The toddler yelping in 12A is just another squalling kid, annoying everyone within earshot.  But I recognize that sound, the ratcheted gulps of air tucked between high-pitched squeals, and I miss it.
You and I and Jamie would have been flying somewhere else right about now, to Disney World perhaps.  Mickey, Minnie, Donald and Goofy—Jamie’s favorites.  Disney World is Vegas for kids, everything exaggerated, on steroids, magical, yes, the happiest place on earth, and that’s where we would have gone.

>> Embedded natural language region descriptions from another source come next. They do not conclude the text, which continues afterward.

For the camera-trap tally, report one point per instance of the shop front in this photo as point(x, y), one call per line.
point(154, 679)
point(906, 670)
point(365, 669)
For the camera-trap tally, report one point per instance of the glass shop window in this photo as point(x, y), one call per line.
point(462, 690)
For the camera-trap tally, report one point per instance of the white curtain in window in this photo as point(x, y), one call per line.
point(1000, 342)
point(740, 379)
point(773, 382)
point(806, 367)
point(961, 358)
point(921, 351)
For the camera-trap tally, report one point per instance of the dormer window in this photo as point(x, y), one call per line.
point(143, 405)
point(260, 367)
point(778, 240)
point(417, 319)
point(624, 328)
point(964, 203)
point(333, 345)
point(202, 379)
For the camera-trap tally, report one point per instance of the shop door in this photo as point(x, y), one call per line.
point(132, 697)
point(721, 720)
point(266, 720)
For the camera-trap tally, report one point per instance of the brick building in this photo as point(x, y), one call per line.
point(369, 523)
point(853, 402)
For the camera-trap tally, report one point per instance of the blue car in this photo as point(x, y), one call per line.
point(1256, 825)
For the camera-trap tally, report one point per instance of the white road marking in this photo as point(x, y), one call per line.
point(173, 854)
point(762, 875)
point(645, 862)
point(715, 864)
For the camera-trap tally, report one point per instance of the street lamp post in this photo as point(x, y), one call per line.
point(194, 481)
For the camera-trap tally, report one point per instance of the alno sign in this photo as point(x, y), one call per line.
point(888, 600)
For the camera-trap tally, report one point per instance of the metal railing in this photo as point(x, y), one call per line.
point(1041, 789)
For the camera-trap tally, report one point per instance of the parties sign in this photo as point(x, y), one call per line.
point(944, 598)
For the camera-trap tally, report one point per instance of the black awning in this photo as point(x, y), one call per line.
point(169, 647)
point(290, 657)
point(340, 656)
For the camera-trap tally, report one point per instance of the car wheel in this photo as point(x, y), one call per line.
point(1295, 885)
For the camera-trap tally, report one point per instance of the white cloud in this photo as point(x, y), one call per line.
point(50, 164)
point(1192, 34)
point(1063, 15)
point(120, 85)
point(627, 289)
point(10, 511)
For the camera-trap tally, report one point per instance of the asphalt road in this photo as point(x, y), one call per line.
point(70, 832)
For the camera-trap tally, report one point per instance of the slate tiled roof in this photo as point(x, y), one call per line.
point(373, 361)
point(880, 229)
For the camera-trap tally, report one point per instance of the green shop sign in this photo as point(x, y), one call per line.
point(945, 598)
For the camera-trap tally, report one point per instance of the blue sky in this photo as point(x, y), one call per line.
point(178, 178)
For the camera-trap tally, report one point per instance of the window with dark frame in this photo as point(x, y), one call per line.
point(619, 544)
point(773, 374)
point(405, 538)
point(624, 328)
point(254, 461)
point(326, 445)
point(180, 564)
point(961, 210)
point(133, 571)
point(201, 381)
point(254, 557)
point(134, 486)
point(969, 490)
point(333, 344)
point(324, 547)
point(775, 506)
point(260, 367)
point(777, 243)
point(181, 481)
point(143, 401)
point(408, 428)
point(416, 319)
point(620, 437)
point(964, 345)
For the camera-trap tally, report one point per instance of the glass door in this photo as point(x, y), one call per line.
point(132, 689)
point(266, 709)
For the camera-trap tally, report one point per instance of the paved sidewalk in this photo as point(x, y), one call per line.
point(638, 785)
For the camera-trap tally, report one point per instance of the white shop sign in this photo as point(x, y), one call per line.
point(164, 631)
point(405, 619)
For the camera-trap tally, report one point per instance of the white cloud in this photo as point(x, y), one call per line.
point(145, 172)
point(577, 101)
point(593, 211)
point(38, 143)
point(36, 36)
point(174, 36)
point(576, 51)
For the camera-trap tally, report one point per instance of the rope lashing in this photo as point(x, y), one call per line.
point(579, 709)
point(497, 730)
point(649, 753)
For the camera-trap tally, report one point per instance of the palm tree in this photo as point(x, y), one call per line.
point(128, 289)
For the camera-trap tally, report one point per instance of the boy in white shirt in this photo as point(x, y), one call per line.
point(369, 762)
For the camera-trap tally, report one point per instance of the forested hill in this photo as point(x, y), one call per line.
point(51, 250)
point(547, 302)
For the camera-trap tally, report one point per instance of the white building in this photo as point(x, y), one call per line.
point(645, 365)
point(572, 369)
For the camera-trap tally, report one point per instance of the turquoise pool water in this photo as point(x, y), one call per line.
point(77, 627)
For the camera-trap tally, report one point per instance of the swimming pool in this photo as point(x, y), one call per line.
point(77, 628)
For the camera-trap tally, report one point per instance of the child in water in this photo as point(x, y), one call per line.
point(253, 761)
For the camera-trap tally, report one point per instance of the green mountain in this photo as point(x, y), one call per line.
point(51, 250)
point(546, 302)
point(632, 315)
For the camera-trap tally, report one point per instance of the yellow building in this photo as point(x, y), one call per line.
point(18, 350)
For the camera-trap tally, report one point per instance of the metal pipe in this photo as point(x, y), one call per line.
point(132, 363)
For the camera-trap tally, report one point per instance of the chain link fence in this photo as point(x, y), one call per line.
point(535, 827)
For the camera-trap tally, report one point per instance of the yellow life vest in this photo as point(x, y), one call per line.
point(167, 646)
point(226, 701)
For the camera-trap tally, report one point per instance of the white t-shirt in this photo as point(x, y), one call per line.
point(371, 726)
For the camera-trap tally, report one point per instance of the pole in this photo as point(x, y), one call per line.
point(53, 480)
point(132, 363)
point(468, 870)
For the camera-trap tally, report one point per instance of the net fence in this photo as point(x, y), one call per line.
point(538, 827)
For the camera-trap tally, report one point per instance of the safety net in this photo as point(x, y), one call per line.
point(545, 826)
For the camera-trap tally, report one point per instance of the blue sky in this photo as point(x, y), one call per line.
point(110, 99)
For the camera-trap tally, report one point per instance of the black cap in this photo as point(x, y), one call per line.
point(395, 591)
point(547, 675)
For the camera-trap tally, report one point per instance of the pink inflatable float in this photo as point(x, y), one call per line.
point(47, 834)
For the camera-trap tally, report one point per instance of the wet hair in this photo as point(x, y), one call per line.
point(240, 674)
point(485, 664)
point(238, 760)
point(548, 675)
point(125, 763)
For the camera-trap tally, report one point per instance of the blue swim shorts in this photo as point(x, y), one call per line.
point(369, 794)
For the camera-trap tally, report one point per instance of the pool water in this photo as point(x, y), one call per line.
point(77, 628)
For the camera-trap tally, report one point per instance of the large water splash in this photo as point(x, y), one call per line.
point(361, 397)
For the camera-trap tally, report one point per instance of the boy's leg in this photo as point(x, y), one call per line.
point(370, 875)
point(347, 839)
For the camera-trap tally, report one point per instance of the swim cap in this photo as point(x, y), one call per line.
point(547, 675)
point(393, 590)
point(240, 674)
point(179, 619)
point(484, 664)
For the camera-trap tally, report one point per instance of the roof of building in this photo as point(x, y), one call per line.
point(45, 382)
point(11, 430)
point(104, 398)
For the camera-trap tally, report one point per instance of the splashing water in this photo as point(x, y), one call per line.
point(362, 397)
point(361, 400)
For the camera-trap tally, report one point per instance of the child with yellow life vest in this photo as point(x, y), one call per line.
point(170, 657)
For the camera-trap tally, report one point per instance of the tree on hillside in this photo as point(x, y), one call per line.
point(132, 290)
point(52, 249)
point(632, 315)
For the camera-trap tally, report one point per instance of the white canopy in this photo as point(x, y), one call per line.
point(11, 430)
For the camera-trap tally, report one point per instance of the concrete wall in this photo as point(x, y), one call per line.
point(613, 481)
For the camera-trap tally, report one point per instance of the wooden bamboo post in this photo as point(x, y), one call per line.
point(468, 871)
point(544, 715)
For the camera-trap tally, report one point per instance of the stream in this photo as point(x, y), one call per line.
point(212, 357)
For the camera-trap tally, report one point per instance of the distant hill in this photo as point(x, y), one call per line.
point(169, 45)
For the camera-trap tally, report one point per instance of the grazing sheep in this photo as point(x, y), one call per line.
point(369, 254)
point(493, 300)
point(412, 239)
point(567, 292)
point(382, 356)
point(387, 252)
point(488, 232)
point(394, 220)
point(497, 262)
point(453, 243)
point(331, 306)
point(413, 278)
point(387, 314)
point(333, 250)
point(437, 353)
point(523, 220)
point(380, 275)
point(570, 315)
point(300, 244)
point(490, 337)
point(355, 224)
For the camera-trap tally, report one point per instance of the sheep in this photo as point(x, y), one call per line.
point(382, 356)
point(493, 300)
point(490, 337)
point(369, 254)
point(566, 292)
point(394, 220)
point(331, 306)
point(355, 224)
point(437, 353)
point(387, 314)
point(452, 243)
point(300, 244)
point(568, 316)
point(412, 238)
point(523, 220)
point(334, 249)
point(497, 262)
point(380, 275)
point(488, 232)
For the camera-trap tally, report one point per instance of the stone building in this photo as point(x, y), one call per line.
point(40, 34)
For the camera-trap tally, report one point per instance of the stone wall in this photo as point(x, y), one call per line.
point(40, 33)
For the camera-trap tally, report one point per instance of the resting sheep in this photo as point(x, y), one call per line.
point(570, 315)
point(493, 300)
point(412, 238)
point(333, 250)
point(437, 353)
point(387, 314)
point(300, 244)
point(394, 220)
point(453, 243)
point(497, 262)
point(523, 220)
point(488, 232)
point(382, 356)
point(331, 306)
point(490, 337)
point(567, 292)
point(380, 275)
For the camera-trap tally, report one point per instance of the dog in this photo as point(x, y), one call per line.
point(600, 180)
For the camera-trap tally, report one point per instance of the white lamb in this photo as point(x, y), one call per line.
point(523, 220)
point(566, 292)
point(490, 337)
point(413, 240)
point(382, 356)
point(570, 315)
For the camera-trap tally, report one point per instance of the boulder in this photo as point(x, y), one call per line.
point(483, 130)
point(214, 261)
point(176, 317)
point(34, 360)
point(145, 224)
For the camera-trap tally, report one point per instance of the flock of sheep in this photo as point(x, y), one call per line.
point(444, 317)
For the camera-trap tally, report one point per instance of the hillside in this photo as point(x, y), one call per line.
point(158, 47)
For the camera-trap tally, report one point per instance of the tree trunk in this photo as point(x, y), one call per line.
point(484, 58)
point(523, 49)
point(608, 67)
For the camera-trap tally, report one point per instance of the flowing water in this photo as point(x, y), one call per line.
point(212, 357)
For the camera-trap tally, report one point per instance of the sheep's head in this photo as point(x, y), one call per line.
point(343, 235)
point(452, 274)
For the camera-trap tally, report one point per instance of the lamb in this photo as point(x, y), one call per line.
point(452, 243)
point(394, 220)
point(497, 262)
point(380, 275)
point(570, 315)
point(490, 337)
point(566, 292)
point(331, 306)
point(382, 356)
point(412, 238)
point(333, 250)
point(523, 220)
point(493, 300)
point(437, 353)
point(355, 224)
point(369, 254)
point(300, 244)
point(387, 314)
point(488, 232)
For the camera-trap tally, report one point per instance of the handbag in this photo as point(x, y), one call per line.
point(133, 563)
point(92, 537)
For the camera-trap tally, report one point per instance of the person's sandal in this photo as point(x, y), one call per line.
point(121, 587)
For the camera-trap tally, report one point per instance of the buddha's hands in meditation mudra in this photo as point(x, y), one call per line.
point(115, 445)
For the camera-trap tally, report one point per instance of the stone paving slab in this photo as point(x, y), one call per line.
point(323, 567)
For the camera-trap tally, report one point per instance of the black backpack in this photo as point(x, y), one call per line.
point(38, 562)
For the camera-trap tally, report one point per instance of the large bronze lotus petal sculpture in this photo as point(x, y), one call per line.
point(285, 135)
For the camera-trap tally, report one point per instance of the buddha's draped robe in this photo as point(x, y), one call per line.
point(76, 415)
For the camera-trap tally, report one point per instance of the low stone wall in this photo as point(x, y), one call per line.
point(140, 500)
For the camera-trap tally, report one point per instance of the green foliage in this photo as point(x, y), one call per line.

The flight attendant has a tic in her eye when I order my sixth drink.  She’s a skinny Olive Oyl cartoon, like your sister Jen.  Like Jen, she’s thinking, Shame on you.
You aren’t supposed to outlive your child.  It’s not natural or just.  You’re not supposed to kill your child either, even if it’s an accident and the authorities don’t charge you.  Don’t think I haven’t thought about that everyday this last year and a half.
At baggage claim, the squawking kid from 12A throws a tantrum around the luggage carousel.  It’d be best to ignore it, same as everyone else, but I don’t.
I approach, bend down to her eye-level.  I reach into my duffel and retrieve the stuffed bear Jamie always claimed talked to her, making her giggle so sweetly.
“Here,” I tell the kid, “someone you don’t know really wants you to have this.”